To take advantage of this observation, we looked at deploying a circular disk made of a piezoelectric actuator on top of the cavity, right above the metallic post (Fig. 4). The piezoelectric actuator is deformed by dc bias and controls the induced capacitive coupling between the top surface of the post and the bottom of the piezoelectric disk. The filter’s frequency response is tunable with the value of dc bias that generates different shape patterns of structural deformation.

The EM wave resonance behavior is affected by multiple physics phenomena. The deformation of the piezoelectric actuator with variable dc bias are numerically described in this model (Fig. 5). These effects can be numerically examined through the following physics:

  • Solid mechanics
  • Electrostatics
  • EM waves
  • Moving mesh

5. These S-parameter plots describe the resonant frequency change due to the different dc bias voltages applied on the piezoelectric actuator.

The combination of solid mechanics and electrostatics describes how the piezoelectric actuator is mechanically deformed by a varying external electric potential.
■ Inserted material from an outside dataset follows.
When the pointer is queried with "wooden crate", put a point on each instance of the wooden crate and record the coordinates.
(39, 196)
Within the same simulation environment, we evaluated the EM resonances by coupling it with the predefined Piezoelectric Effect Multiphysics node. The deformation of a piezoelectric device is captured by a moving mesh that reinitializes the numerical representation of the filter geometry for the EM analysis. Then, the cavity-resonant-mode analysis is excited by EM waves, which is analyzed in the given frequency range.

Virtually Realizing Real-World Effects on Your Component Design

COMSOL Multiphysics recently released updates to the RF Module that make it optimal for designing filter-type devices at conventional RF/microwave frequency ranges, as well as higher millimeter-wave (mmWave) and even terahertz (THz) bands. The software enables users to expedite the simulation process through model-order-reduction (MOR) techniques.

Traditional simulation models can be extended to include various physics phenomena that are not easily measured in the laboratory environment, such as heat effects on material properties as well as structural deformation. All of the physics are addressed in the same simulation environment, allowing for a comprehensive look into the design of your device. Whether you design cavity filters for the 5G future or not, it’s imperative to include the real-world phenomena into your simulation model to achieve results that mimic the physical world we live in.

Jiyoun Munn is RF Technical Product Manager at COMSOL.